FAO diz que o mundo tem mais de 820 milhões de pessoas subalimentadas

30 outubro 2006

A Organização das Nações Unidas para a Agricultura e Alimentação (FAO) denuncia que actualmente existem mais de 820 milhões de pessoas subalimentadas, um número claramente maior do que se registava há 10 anos atrás.

Jacques Diouf disse que entre os países em desenvolvimento o grande desafio vai para a África sub-saariana. Diouf acrescentou que as projecções da FAO indicam que a prevalência da fome na região irá decair em 2015, mas o número de pessoas que passam fome está muito acima dos índices de 1990/1992.

Segundo a FAO, na África sub-saariana, o número de pessoas subalimentadas passou de 169 milhões em 1990/92 para mais de 206 milhões em 2001 /2003.

Na África central a calamidade atinge 56% da população, quando era 36% em 1990-1992.
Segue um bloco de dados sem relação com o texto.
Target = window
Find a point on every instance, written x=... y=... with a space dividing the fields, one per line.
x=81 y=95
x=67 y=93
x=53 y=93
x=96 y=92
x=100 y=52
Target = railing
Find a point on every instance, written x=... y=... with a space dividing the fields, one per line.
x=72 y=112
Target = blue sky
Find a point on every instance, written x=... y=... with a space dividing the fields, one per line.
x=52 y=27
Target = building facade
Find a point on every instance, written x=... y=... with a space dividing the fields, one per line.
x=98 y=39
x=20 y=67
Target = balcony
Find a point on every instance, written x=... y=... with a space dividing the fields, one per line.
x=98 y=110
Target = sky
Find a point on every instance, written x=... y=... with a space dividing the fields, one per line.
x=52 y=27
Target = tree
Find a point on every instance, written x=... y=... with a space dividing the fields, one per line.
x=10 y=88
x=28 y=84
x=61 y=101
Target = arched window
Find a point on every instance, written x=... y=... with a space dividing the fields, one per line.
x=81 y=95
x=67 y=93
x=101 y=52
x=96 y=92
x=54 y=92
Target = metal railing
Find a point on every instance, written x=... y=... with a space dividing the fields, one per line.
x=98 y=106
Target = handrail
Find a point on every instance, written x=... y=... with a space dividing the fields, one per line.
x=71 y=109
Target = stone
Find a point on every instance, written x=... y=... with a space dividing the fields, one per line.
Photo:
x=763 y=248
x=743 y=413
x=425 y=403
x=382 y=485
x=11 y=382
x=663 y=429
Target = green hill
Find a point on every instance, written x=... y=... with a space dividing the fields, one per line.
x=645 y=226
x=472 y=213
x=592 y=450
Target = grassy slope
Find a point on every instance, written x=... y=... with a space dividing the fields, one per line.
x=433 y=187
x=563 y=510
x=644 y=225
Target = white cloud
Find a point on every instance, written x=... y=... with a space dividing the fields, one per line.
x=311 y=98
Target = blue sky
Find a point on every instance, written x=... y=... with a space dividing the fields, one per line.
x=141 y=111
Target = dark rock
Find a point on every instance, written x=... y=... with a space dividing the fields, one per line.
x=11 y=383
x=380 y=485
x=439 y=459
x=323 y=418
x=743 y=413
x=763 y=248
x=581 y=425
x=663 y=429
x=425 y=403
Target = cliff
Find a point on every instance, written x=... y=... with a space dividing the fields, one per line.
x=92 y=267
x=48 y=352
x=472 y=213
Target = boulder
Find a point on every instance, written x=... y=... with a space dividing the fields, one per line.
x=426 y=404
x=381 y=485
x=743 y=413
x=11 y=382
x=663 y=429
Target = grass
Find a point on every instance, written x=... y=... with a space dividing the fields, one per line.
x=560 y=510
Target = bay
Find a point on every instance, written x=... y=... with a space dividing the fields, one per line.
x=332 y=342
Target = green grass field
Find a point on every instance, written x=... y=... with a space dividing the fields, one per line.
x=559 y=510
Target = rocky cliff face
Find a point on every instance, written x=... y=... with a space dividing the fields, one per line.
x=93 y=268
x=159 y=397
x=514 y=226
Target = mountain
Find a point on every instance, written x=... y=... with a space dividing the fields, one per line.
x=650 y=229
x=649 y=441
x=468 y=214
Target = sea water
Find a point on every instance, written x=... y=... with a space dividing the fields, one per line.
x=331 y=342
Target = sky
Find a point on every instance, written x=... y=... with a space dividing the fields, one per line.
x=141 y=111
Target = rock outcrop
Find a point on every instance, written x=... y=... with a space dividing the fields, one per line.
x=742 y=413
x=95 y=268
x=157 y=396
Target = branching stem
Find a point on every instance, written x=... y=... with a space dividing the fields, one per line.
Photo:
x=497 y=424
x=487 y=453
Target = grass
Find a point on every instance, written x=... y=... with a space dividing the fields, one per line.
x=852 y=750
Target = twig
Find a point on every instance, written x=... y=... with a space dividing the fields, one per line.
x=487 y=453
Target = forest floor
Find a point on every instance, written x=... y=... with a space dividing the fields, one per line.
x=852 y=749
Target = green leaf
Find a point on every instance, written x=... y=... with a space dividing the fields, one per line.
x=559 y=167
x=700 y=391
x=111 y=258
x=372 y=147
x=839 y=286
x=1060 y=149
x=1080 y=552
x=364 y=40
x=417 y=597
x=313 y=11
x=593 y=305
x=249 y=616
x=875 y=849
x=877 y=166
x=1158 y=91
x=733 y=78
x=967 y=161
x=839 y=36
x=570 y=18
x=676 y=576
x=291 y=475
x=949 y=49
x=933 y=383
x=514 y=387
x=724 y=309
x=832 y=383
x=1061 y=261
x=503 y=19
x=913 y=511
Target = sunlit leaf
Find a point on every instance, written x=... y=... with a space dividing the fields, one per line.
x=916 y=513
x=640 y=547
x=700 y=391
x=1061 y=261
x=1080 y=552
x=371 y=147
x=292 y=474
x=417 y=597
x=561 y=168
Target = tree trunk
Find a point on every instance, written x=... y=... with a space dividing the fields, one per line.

A informação foi apresentada na 32ª sessão do comité de segurança alimentar mundial da FAO, a decorrer em Roma desde esta segunda-feira até sábado.

O relatório da FAO afirmou que na África subsaariana, o SIDA, as guerras e as catástrofes naturais "obstruíram as medidas tomadas para lutar contra a fome", nomeadamente no Burundi, na Eritreia, na Libéria, na Serra Leoa e na República Democrática do Congo.

Para alterar a situação da fome no mundo, a FAO insiste na necessidade de investimentos maciços na agricultura, em particular nas zonas rurais.